I don’t know a single iPhone user who actually uses Apple Maps. The fallout from Apple Maps screwup fiasco from however many years ago is still being felt.
My wife does and I’ll never understand why. I’ve always used and preferred Google Maps even on Apple devices.
I’ve taught this stuff for decades and taken an informal poll of students in each class: after years of slow growth, Apple Maps has had an approx. equal number of users in class as Google Maps for the last 3 years
Google Maps didn’t pass MapQuest until the mid-2010s!
Really! That sounds insane to me. But then, I haven’t used Mapquest since I got a Garmin GPS unit back in like 2010, which I replaced with an iPhone with Google Maps and Waze 5 years after that
Fascinating. I wonder if it’s bc they’re too young to have experienced the initial rollout
Likely so
I find Apple Maps has a superior audio UI. Google is “turn right in 900 feet,” so immediately I’m doing mental math, “Hmm, 44 feet per second at 30 mph, so 20 seconds…oh, traffic just slowed, so, uh, 30 seconds?”
Apple is “Go past this light, at the next one, turn right.” Simple, effective, no math.

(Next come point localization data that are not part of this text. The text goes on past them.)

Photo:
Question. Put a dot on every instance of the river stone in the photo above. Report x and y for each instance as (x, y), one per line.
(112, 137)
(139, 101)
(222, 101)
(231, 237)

I was a longtime Waze user until I got tired of being instructed to cut through side roads to then have an unprotected left turn across four lanes during rush hour. Swapped to Google for several years, most recently got rid of Google primarily due to the audio UI saying things like “take the ramp” at a section with three+ options, even looking at the map isn’t particularly helpful in these scenarios.
So I swapped to Apple and have yet to be annoyed.
I only use apple maps when I am driving one of my older cars with no apple carplay where I can launch Google Maps or Waze. Why? Because the directions go to my Apple Watch in a nice graphic way (turn by turn directions) and I can put the phone away since I dont need it. The watch gives you a small vibration when its time to make a turn (Taking an exit for example).